In statistics, ANOVA (“analysis of variance”) models are used to determine whether or not the means of different treatment levels are equal.
An ANOVA has a balanced design if the sample sizes are equal across all treatment combinations.
Conversely, an ANOVA has an unbalanced design if the sample sizes are not equal across all treatment combinations.
For example, suppose we want to perform a one-way ANOVA to determine if three different fertilizers cause the same mean growth in plants.
The following graphic shows an example of a balanced and unbalanced design for this one-way ANOVA:
In the balanced design, there are an equal number of plants in each treatment. In the unbalanced design, there are unequal sample sizes.
Or suppose we want to perform a two-way ANOVA to determine if different combinations of fertilizer and sunlight cause the same mean growth in plants.
The following graphic shows and example of a balanced and unbalanced design for this two-way ANOVA:
Related: One-Way vs. Two-Way ANOVA: When to Use Each
Why is a Balanced Design Preferred?
Balanced designs offer the following advantages over unbalanced designs:
1. The power of an ANOVA is highest when sample sizes are equal across all treatment combinations. When the power is highest, we have the best chance of detecting differences among the means across treatment combinations when the means truly are different.
2. The overall F-statistic of the ANOVA is less sensitive to violations of the assumption of equal variance.
How do Unbalanced Designs Occur?
Even if researchers attempt to set up a balanced design for an ANOVA, there are several reasons why an unbalanced design could occur, including:
- Individuals may decide to opt out of a study halfway through
- Plants may simply die during the course of the study
- A manufacturing plant may shut down and not be able to deliver certain components needed for a study.
There are tons of reasons why an experiment may suddenly become an unbalanced design.

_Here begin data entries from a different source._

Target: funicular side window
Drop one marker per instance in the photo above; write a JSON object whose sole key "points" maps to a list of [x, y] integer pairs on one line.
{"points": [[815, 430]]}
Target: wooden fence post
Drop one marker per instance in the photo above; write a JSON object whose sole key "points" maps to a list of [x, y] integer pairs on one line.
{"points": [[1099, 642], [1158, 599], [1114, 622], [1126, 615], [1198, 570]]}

How to Handle Unbalanced Designs
As mentioned earlier, balanced designs are preferred because they offer higher statistical power and more reliable test statistics.
However, if you do have to perform an experiment using an unbalanced design, you have three choices:
1. Proceed with an ANOVA anyway.
If the sample sizes across treatment combinations are not equal, but the assumption of equal variances is met, you can still proceed to perform an ANOVA anyway.
It’s well-known that ANOVA’s are fairly robust to unequal sample sizes if the variances across each treatment combination are still equal.
2. Impute missing values.
If there are only slight differences among sample sizes between treatment combinations, you could impute missing values using the mean or median of the treatment levels.
However, this approach should be used with caution and should only be used when sample sizes are nearly equal to begin with.
3. Perform a non-parametric test.
If the sample sizes are not equal and the assumption of equal variances is violated, you could instead perform a non-parametric equivalent to an ANOVA such as the Kruskal-Wallis test.
This type of test is much more robust to unequal sample sizes and unequal variances across treatment combinations.